Tuesday, December 29, 2009

Cooperative Power (2)

With Gandhi and the practice of cooperative power in mind, Jonathan Schell asserts: “We call that person free who, in disregard of force and fear, acts in accord with what his soul prompts him to love.” My claim would be that a decisive part of Education as the Practice of Nonviolence is supporting people in moving toward a personal and shared understanding of what one’s soul prompts one to love. At its best, education has always been focused on helping learners to see what they care about most, in guiding them toward that animating passion that makes their lives more meaningful. But education as preparation for a life of cooperative power also demands that we gain an understanding not just of what we want for ourselves, but what we can accomplish with undiminished passion in collaboration with others. Education as the Practice of Nonviolence then entails, at the very least, the learning of three great arts: 1) knowing and appreciating self; and 2) knowing and appreciating others; 3) understanding how groups can best function to accomplish great things together.

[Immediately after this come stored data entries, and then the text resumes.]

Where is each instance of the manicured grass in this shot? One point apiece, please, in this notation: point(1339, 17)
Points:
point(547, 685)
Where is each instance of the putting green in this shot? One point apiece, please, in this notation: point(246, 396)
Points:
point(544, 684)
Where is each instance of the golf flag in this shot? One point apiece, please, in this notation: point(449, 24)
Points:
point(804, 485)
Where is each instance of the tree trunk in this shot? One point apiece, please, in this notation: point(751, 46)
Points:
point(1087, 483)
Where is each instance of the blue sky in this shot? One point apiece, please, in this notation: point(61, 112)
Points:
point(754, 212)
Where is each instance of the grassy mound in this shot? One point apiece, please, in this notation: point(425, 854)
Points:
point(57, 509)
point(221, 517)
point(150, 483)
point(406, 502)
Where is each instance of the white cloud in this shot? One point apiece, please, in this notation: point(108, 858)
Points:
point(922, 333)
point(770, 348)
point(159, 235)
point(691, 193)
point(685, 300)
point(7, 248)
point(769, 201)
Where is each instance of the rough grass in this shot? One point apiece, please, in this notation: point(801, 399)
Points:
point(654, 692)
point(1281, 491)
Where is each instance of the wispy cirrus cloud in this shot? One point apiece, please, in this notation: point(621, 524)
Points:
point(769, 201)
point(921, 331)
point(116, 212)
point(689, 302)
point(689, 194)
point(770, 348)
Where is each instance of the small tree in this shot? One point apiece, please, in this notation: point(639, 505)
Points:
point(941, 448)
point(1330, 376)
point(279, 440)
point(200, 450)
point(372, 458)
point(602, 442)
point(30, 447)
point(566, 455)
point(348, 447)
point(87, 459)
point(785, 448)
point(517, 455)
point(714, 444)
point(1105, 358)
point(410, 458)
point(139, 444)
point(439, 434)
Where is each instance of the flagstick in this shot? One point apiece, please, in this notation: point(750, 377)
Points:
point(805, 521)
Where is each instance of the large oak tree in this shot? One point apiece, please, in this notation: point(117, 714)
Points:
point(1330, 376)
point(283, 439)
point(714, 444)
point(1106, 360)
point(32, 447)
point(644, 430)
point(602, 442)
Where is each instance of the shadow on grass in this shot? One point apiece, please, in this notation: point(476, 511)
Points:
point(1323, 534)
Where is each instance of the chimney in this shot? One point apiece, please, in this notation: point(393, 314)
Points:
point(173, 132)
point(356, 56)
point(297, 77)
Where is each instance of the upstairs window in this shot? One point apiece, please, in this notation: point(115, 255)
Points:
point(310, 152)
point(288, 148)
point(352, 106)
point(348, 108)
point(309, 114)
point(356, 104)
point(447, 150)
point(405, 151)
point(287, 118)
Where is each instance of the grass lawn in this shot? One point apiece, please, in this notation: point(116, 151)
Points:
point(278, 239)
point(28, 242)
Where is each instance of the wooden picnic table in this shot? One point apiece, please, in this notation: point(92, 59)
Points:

Know thyself is the greatest of all aphorisms about education. It must accompany any educational effort, but by itself is insufficient. For one thing, knowing self must be paired with loving self. For another, self-knowledge is far too individualistic to prepare for a life of nonviolence. Although not doing violence to oneself is a necessary principle, nonviolence is primarily a relational concept and practice. It emphasizes how we regard others, how we treat others, and how we work with them actively and conscientiously for positive, life-affirming change. The preliminary argument here is that we cannot appreciate and work well with others without knowing their stories. Therefore giving all members of the group or community who are learning together and/or working together opportunities to tell some part of their story is essential. It is, I hope, self-evident, that the dispositions to listen and acknowledge others are necessary concomitants of such communal storytelling.

Education as the Practice of Nonviolence cannot focus only on self and communal knowing, however. It must also involve taking action together and then setting aside time to reflect on this joint experience. If nonviolence is a highly proactive and energetic practice, then the education that prepares people for such a life must be similarly active and engaged. Classroom learning would have a place, but at least as much time should be spent in the community learning about its needs and what committed activists can do to begin the process of fostering positive change. Such an education would also oblige learners to remain in close contact with those they are attempting to help to make sure that their efforts are benign, and not visiting a form of unintended violence on the very community they mean to support. Education as the Practice of nonviolence takes seriously the notion that community, communication, and common good are interrelated and must be kept in delicate balance throughout any effort to learn, assist others, or promote change. In the end, though, at least from an educational perspective, the goal is to learn how to work with others more productively and fruitfully to bring about changes that are consistent with nonviolent means and nonviolent ends. Keeping the focus on an active and engaged process that is life-affirming is one part of the work. Another key part is doing everything possible to act in accord with what our souls prompt us to love.